Mexican traffickers are invading Peru's cocaine trade, so President Alan Garcia said Thursday he is inviting Mexican police to come and help battle them.

Associated Press Writer

LIMA, Peru —

Mexican traffickers are invading Peru's cocaine trade, so President Alan Garcia said Thursday he is inviting Mexican police to come and help battle them.

"Mexican cartels have captured or are trying to capture the Peruvian market," Garcia told a gathering of foreign reporters. He said it resulted from a "strategic shift" away from Colombian cartels that are now producing the raw material for cocaine in their own country.

Garcia said he suggested that Mexican President Felipe Calderon send police when the two leaders met at weekend summit in Lima.

"We have a growing influence by those cartels," Garcia said, "and what we want is to help Mexico and help ourselves with this direct cooperation, the direct presence of police from other countries that have this problem."

He did not elaborate on what Mexican police might do in Peru and he did not say how Calderon responded, though the leaders agreed in principle to collaborate against the cartels.

Drug-trafficking experts say Mexican cartels have developed ties with remnants of the Maoist Shining Path rebel movement, long-dormant after nearly bringing Peru's government to its knees in the 1990s but now flush with cash from ties to the drug trade.

At least 80 soldiers or police officers have been killed in Peru's coca-producing valleys since 2004, including four officers who died in an ambush by suspected Shining Path rebels on Wednesday, Congressman Luis Gonzalez Posada told Peru's legislature Thursday.

Colombia and Peru also collaborate in the war on drugs, but Colombian police do not work directly in Peru, police spokesman Col. Carlos Galvez told the Associated Press.

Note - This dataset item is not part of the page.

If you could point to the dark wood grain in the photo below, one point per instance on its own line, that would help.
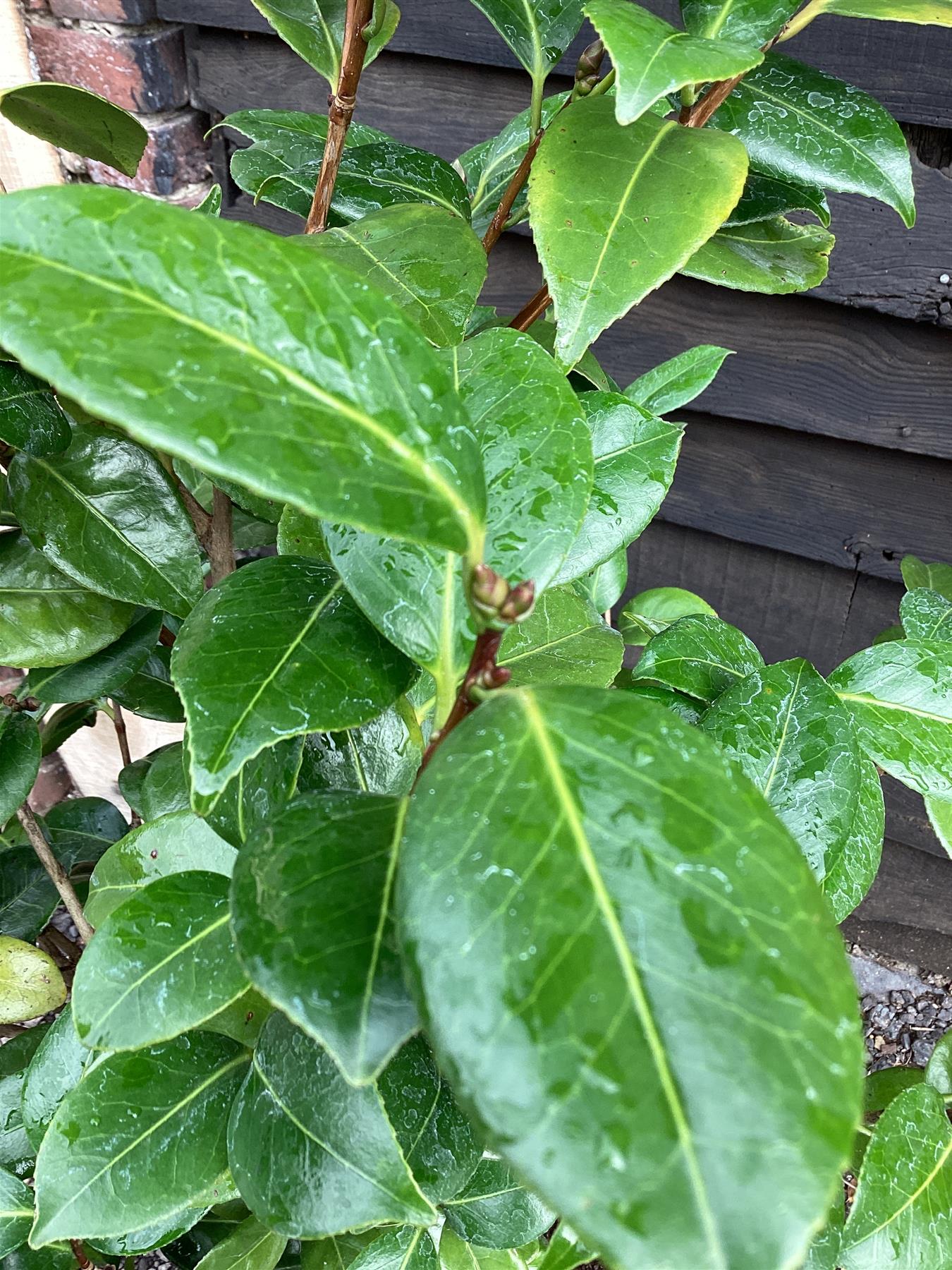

A Peruvian expert on drug trafficking, Roger Rumrill, told said that Garcia's proposal is "mind-boggling" and "absurd" given the "complete failure of the militarization of the war on drugs and the high levels of violence and corruption in Mexico."

Mexico has repeatedly tried to rid its police and law enforcement agencies of officials corrupted by drug cartels, which are often heavily stocked with fired former police and soldiers. Recent arrests include the country's former top anti-drug prosecutor and its chief police liaison with Interpol.